Will a mistake on a rental application render a later debt to that landlord unable to be discharged in bankruptcy?
Judge Colton dealt with this issue in an adversary proceeding that a landlord filed against bankruptcy debtors. The landlord alleged that the debtors lied on their rental application.
The Rental Application:
Specifically, the debtors had listed that both the husband and wife were employed. The husband had two jobs while the wife had one job. They also disclosed that the wife was pregnant in their application.
The application also asked the debtors to “[l]ist all credit obligations with minimum monthly payment.” The debtors listed a $130.00 payment to Aarons but failed to list three other debts. The opinion did not say whether the debtors were making payments on other debts when they filled out the credit obligation.
The debtors signed paperwork allowing the landlord to obtain their credit report but the landlord failed to pull the credit report and relied only on the rental application when approving the couple for the lease.
Circumstances that Lead to Default of the Lease:
Shortly after filling out the application and moving into the property, the husband lost one of his jobs and the wife gave birth prematurely and had to quit her job to take care of their baby.
The Debtors ended up defaulting on their lease and the landlord obtained a judgment against them for $5,620.73 plus interest.
The landlord argued to the bankruptcy court that his judgment debt should not be discharged because the debtors made materially false statements to him when they listed their income on their application and when they failed to list three debts.
The Legal Overview:
The Court first noted that the creditor bears the burden of proving that debt is non-dischargeable and quotes another opinion that states:
Courts narrowly construe exceptions to discharge to allow the “honest but unfortunate debtor” to receive their statutorily prescribed fresh start. Accordingly, if a court determines a debt is non-dischargeable the reasons “must be real and substantial, not merely technical and conjectural.” “[I]f there is room for an inference of honest intent, the question of non-dischargeability must be resolved in favor of the debtor. Criswell Chevrolet, Inc. v. Prifti (In re Prifti), Adv. No. 8:21-ap-00055-RCT, 2021 WL 3629313, at *2 (Bankr. M.D. Fla. Aug. 16, 2021) (internal footnotes with citations omitted)
Next, the Court lists the elements that the landlord must prove to prevail. Specifically, the landlord “must show that the judgment debt resulted from: (1) a materially false written statement; (2) respecting Debtors’ financial condition; (3) made by Debtors with an intent to deceive; (4) on which Plaintiff reasonably relied.
The Court’s Opinion:
The Court reasoned that the landlord in this case has failed to carry his burden of proof for two reasons.
First, the Court reviewed the financial disclosures that the debtors made retarding their income and concluded that their financial statements were accurate when they made the disclosure.
Second, the Court reviewed the debt disclosures in the application.
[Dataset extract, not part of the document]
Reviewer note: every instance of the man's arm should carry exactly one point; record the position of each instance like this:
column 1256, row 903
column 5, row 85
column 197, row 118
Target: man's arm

The actual text of the question asked by the landlord was “[l]ist all credit obligations with minimum monthly payment” which the Court found “vague and confusing[.]” The landlord argued to the Court that his question should have made further disclosures even if payments weren’t currently being made on a debt which the Court rejected.
The Court ended its opinion allowing the Debtors to seek attorney’s fees under § 523(d) because of the egregious nature of the landlord’s claims.
This case illustrated the importance for consumers to fill out applications honestly and completely. It also shows the importance of drafting applications clearly so that a third party cannot construe a question to be vague or confusing.